Modeled reductions in late-stage cancer with a multi-cancer early detection test
Cancer Epidemiol Biomarkers Prev . 2020 Dec 16;cebp.1134.2020. doi: 10.1158/1055-9965.EPI-20-1134. Online ahead of print.
Earl Hubbell, Christina A Clarke, Alexander M Aravanis, Christine D Berg
Cancer is the second leading cause of death globally, with many cases detected at a late stage when prognosis is poor. New technologies enabling multi-cancer early detection (MCED) may make "universal cancer screening" possible. We extend single-cancer models to understand the potential public health effects of adding a MCED test to usual care Methods: We obtained data on stage-specific incidence and survival of all invasive cancers diagnosed in persons aged 50-79 between 2006 and 2015 from the US Surveillance, Epidemiology, and End Results (SEER) program, and combined this with published performance of a MCED test in a state transition model (interception model) to predict diagnostic yield, stage shift, and potential mortality reductions.
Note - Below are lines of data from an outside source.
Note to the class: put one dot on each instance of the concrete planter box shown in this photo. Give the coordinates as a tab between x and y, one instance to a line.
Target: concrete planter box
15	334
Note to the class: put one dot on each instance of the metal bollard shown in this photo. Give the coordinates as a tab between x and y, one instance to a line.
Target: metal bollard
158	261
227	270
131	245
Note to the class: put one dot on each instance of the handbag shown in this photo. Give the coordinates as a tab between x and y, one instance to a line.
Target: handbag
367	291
We model long-term (incident) performance, accounting for constraints on detection due to repeated screening Results: The MCED test could intercept 485 cancers per year per 100,000 persons, reducing late-stage (III+IV) incidence by 78% in those intercepted. Accounting for lead time, this could reduce 5-year cancer mortality by 39% in those intercepted, resulting in an absolute reduction of 104 deaths per 100,000, or 26% of all cancer deaths. Findings are robust across tumor growth scenarios Conclusions: Evaluating the impact of a MCED test that affects multiple cancer types simultaneously requires modeling across all cancer incidence. Assuming MCED test metrics hold in a clinical setting, the aggregate potential to improve public health is significant Impact: Modeling performance of a MCED test in a representative population suggests that it could substantially reduce overall cancer mortality if added to usual care.